Site Reliability Engineer
- Define critical performance KPIs, set alert rules and roll-out monitoring dashboards for Production with timely reporting to the stakeholders.
- Assist Prod-Ops team to investigate critical production incidents and come up with root cause analysis and ensure permanent closure of the incidents.
- Analyse patterns of production incidents and set-up appropriate alerting/monitoring mechanisms in the system to catch the issues before hand.
- Work closely with solution architects, application development team to ensure adherence to best practices in design and coding w.r.t SRE principles.
- Assist development team & other relevant teams to tune the applications/configurations for critical systems to comply with the NFR before going live in production and ensure the performance recommendations are part of the change request process.
- Participate & contribute in resiliency validation exercises with proper reporting.
- Improve application stability & operational efficiency by developing scripts to automate tasks.

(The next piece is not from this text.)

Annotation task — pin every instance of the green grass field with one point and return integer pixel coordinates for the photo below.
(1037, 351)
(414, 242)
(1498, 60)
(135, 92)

- Bachelor's Degree of Computer Science with equivalent work experience of 8 years.
- Minimum 2 years of hands on experience in container technology such as Red Hat Openshift, Docker, Kubernetes and DevOps Tools such as Jenkins, Bitbucket, JIRA.
- Minimum 2 years of hands on experience in application monitoring CA Wily, Grafana, Kibana, Prometheus.
- Having 3 years of experience in production support and issue management is a plus.
- Strong analytical and problem-solving skills.
- Strong interpersonal and communication skills.
- Positive attitude towards continuous learning.